If you need some advice just let me know - I am a native polish speaker :)
Don't waste too much time on grammar. It's very difficult, even for (some) Polish people. I've got the same problem with French.
"Please do not listen to advice such as "Don't waste too much time on grammar" as you really need it to speak fluently or write correct sentences."
To each his own. But let me tell you that there are many methods of learning a language, so don't think that his method is the best. I did not say that you should not spend ANY time on grammar as you do need some general rules. But, don't spend too much time on it because it is boring and in the end, it will actually limit your progress and your learning (if you don't end up quitting after a couple of weeks).
I recommend you (or anybody reading this) listen to a podcast by Hugo Cotton (link below). Hugo is a French professor teaching French at a University of Warsaw in Poland. Unfortunately, the podcast is in French. So, if you understand a little bit of French please listen to it, it's worth it. If you don't speak any French at all, I will try to summarize what he's saying in one paragraph below. Here it goes.
Hugo makes references to Professor Stephen Krashen (Univ. of South California - U.S.C.) and his works on language acquisition (Language Acquisition Theory). He agrees with Krashen on some points and disagrees on others. According to him, you should learn a language in a more natural way ie. like a child learns a native language. He says that what is important is to try to communicate (even if you make mistakes) and to try to transmit a message. It is not important that you don't respect the rules of grammar. Just talk, talk, talk. According to him, if you spend time concentrating on saying things properly, with proper grammar, you'll be limiting your progress because you'll be too self-conscious about breaking grammatical rules and making mistakes. He says that to learn a foreign language you need to make mistakes, and nobody will care if you do, as long as you're trying. The person who you're talking to might not understand what you're saying (your message), so he will try to make you say it in a different way, he will help you, and through that interaction, you will learn. His conclusion is that it is not important to have a great knowledge of grammar to be able to use a language. It is important to understand first. To get there, you need to work on the language regularly or as often as possible by listening to podcasts, watching videos, reading articles in a newspaper, magazine, etc. These should always be interesting and done in an atmosphere without stress. His most important point in all this is that grammar should not be your base for learning a language.

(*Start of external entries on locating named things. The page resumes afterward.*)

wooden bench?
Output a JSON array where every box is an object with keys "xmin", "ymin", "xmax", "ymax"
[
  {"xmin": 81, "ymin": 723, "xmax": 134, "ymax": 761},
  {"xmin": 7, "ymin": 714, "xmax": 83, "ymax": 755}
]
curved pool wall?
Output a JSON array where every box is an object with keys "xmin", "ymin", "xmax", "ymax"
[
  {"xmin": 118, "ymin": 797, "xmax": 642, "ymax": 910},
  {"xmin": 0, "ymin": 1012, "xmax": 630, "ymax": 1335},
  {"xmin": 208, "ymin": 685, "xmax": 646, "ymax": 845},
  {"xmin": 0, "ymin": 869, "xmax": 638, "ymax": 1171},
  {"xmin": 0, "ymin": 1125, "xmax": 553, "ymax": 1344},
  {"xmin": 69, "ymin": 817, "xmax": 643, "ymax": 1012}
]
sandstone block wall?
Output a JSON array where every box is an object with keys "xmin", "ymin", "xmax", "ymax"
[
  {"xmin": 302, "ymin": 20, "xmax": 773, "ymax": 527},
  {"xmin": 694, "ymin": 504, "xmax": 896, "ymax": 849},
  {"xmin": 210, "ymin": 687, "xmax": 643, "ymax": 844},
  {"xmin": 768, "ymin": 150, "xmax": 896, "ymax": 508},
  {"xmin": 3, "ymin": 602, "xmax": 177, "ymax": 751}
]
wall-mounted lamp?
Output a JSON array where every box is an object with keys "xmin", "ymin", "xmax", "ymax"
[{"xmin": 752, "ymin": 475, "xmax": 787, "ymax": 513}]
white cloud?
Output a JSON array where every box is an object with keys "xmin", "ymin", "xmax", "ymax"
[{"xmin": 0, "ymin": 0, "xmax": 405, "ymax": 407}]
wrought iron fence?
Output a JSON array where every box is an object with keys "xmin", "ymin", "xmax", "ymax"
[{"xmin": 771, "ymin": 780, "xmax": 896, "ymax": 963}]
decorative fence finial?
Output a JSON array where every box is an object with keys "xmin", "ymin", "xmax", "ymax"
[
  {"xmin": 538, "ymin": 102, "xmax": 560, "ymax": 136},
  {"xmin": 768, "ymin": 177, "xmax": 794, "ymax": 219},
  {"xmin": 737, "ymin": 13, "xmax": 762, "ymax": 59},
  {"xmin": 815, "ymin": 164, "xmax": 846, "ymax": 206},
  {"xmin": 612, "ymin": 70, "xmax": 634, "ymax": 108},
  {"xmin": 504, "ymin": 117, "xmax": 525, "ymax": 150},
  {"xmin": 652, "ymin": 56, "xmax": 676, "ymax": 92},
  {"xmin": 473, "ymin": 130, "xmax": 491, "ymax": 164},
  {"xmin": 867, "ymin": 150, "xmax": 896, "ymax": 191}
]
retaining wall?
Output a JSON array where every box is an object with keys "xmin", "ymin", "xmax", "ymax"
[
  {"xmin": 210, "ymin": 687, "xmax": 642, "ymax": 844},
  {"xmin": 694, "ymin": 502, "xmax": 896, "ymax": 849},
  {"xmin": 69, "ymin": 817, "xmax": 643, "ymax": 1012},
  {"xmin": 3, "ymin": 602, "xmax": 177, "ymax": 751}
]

From my past experience, I totally agree with Hugo because the other method ie. concentrating on grammar, definitely did not work for me in the past. So there you go. Use it or flush it!
Here is the link:
I think bot gizzard123 and PrzemekTcz are correct. Learning by doing, making mistakes and having fun, as well as a sound understanding of the rules of grammar (especially to understand things in Polish! and what a feeling to get genitive plural of all genders mostly right and you notice it for the first time!), are important to master a language. The one is the recipe, the other is the meal, I would dare to say. Mam nadzieję, że macie dużo radości z uczynieniem języka polskiego!
Nice sentence! :) One thing: "z uczeniem się". That kinda looks like autocorrect got you something wrong... "uczynienie" is a relatively rare form of "make" in not-literally-making contexts like "making something easy".